Yes! This anxiety can absolutely show itself anywhere in the body in addition to thoughts and emotions. It pretty much makes the noise for us (us as in me, too) but not a helpful kind of noise! Is it possible to have a small white noise machine at work? If whirring fans help (a type of white noise), having a small, non-disruptive machine could be helpful. Listening to background music with earbuds might be good, too, if you're allowed to do that. If you're comfortable doing so, talking with your supervisor and explain that white noise or music/sounds would make you more productive could give you the permission you need to add some noise and feel relaxed and confident about it. Practicing being comfortable with silence can, in time, help you be less anxious (you might always hate silence but it becomes more tolerable). Keep going to the library or other quiet places. Sit down and do some progressive muscle relaxation exercises where, starting with your feet and ending with your head, you tense and relax muscle groups. This has been proven to reduce anxiety and stress if done regularly. While you do this, breathe slowly and deeply, being out of your head and into the present moment (mindfulness). Use your senses to tune in to what's around you. Use sight, smell, and touch -- but pay little attention to hearing. This approach is effective, but doesn't happen in an instant. You might even feel more anxious at first, but it will improve. Think patience, practice, and persistence -- and a relief from silence-induced anxiety!
hi, my daughter seems to be suffering from Anxiety at secondary school in the uk. she gets really wound up in Silent areas - classrooms at times and Test rooms where everything is hightened to a point where she feels she has to escape the room. Is there any articles on this site or elsewhere we / she can look at?

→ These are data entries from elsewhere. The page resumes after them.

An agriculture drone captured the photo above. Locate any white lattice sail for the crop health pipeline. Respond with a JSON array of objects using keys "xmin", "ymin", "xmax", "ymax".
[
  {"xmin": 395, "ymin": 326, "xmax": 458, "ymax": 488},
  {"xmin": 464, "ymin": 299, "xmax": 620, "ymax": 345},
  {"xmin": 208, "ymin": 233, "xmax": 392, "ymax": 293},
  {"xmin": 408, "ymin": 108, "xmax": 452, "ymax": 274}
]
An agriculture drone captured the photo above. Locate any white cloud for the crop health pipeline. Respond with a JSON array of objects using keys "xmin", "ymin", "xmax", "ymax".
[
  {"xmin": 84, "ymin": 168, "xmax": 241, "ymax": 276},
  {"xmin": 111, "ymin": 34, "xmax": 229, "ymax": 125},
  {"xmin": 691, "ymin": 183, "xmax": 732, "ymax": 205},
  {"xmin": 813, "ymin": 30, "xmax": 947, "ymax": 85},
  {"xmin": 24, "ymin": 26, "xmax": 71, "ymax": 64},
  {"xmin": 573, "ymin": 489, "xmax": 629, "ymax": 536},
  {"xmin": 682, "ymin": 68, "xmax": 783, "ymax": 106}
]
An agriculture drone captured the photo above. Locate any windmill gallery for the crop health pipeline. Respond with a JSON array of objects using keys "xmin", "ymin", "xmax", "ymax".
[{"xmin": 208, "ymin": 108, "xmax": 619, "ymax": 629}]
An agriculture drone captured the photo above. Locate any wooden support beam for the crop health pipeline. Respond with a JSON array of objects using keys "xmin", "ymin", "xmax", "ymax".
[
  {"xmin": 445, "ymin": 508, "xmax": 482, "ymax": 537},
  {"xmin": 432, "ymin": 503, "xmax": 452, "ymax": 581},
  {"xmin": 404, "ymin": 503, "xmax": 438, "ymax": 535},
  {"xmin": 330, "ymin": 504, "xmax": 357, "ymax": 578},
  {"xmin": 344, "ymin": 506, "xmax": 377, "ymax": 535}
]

I just did some searching for articles and research studies about this, and so far what I've been able to find is the exact opposite of what your daughter is experiencing. Usually, quiet space is recommended to calm anxiety. Yet it's also true that quiet classrooms, testing rooms, libraries, etc. can be stressful, unsettling, and cause anxiety to skyrocket. There is something called school refusal in which students of any age are highly resistant to going to school. While it doesn't sound like this applies to your daughter, there are components that you might find useful--there are similarities between her wanting to escape the room and escaping school itself. Below are some links to articles that could contain useful information. Skim parts that don't apply, and adapt tips and other information to your daughter's experience. I really wish I had better information to share! At the very least, this might spark some ideas of your own.